Bank Financing for a housing loan is commonly referred to as 'mortgage' with the subject property or house itself as the collateral.
'Advantages' of Bank Financing
1. Lesser Interest Rates
The rates being charged by the bank is often lesser than in-house financing by developers because banks as financial institutions enjoy the benefits of economies of scale. But you must be aware that banks often offer fixed interest rate for a period of 1, 5, 10, 15, 20, or 25 years with repricing rates so don't left out this important detail when talking with the loan account officer.
2. Transfer of Property Ownership to the Buyer
Under this scheme, the title or ownership to the property is already transferred to the buyer. It is the buyer now who mortgages the property to the bank or financing institution.
Drawbacks
1. Processing may take longer
2. Higher equity at 20- 30%
3. Stringent documentation requirements
Banks often require complete submission of many documents. But if you do choose bank financing over in-house financing, you need to set an appointment with a bank account officer in-charge of housing loans and inquire about the necessary pre-processing documents you need to prepare.
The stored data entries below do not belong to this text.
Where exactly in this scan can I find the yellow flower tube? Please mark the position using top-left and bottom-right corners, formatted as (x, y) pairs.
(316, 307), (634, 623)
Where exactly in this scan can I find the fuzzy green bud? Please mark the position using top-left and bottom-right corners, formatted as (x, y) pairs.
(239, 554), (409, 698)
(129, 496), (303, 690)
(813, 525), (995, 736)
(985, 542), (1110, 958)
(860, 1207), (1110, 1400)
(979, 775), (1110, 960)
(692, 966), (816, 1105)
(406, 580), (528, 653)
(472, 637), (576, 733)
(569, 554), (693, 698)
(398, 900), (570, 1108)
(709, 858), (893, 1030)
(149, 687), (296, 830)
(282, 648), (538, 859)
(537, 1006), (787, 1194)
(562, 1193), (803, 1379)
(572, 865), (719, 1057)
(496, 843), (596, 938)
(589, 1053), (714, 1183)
It would be advisable to shop around for the best deals you can get by getting as much information about the interest rates and terms being offered by different banks.
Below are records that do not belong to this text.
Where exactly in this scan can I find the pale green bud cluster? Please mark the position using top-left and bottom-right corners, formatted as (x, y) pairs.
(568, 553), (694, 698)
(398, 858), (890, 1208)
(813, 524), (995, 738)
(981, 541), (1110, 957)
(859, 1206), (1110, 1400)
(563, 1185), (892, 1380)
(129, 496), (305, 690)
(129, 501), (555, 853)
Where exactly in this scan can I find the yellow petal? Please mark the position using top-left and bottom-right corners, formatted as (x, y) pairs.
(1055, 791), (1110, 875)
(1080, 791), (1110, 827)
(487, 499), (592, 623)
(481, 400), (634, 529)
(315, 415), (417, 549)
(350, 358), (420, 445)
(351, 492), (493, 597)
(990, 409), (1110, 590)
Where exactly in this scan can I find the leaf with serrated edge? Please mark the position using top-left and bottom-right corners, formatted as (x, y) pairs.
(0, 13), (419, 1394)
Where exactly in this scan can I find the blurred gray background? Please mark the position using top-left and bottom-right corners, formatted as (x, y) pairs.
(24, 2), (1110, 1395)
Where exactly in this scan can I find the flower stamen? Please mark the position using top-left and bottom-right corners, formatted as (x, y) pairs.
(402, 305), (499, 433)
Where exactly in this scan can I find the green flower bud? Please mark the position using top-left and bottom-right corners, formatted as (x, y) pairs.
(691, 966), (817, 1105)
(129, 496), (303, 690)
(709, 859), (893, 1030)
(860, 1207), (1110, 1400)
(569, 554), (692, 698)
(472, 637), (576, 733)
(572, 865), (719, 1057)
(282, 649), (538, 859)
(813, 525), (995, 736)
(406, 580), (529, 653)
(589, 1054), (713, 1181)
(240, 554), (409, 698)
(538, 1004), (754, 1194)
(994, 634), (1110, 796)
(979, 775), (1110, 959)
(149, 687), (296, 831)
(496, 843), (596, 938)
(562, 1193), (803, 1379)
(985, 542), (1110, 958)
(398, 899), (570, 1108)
Common documents being asked by the banks or other financial institutions include the following:
- Duly accomplished application form (include proof of identification and photos)
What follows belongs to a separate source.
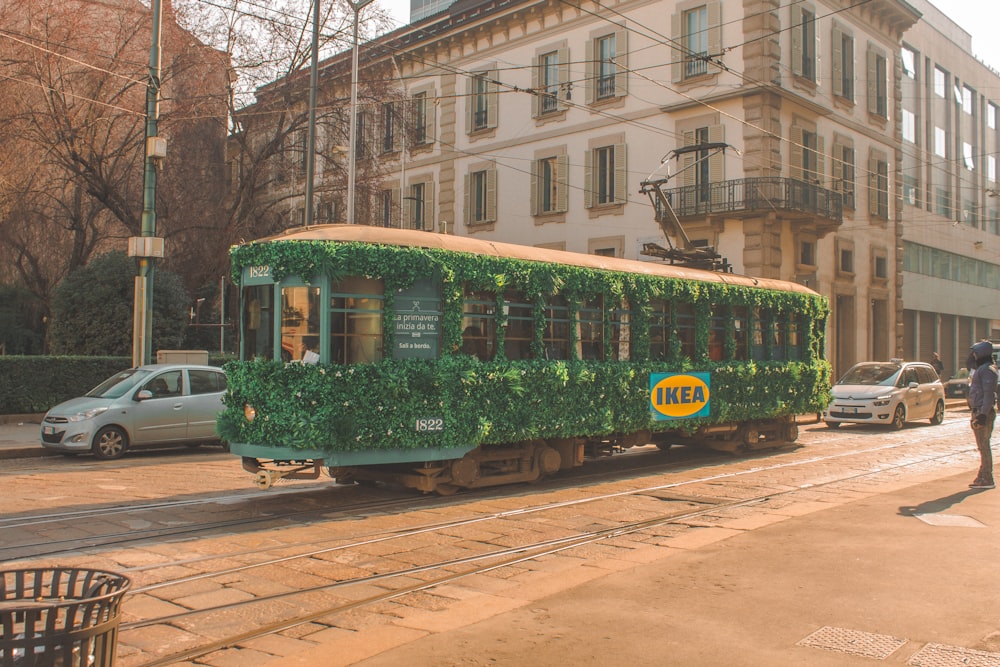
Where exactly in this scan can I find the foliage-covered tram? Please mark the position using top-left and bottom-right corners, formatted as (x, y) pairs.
(220, 225), (832, 493)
- Proof of income (Income Tax Return, Certificate of Employment)
- Collateral documents (Copy of the property title, tax receipts, property vicinity map)
Then, there are fees processing fees that need to be paid for as part of the application. Make sure to submit only photocopies of the documents being asked and keep the original to yourself. To make processing faster, it helps to submit all the necessary documents complete.
Advantages of In-House Financing
In-House Financing means that the housing loan is taken from the property developer itself. The following enlists the pros of going this route:
1. Faster Processing Time
In-house financing your housing loan is deemed faster as compared to taking a loan from the bank.
2. Less Stringent Requirements
The developer will take less time in approving your application and might ask for lesser documents than the bank. Once you have paid the required reservation fee and submitted the documents, you are set.
3. Lower equity
The required downpayment is usually lesser, at most 10% of the total value of the property
CONS
1. Higher Interest Rates
The property developer will most likely charge higher interest rates than the average rate being charged by the bank. This also depends on your equity, the higher the equity, the lower the interest rates.
2. No transfer of ownership
Under an in-house financing scheme, ownership of the property will only be transferred to the buyer upon full or complete payment of the total amount.
Whatever your choice of payment for you home, it is important that you assess and weigh your capability to pay. This includes analyzing all your income, assets, liabilities and other expenses and be sure that you can truly afford the debt or mortgage payments without compromising your lifestyle in the years to come.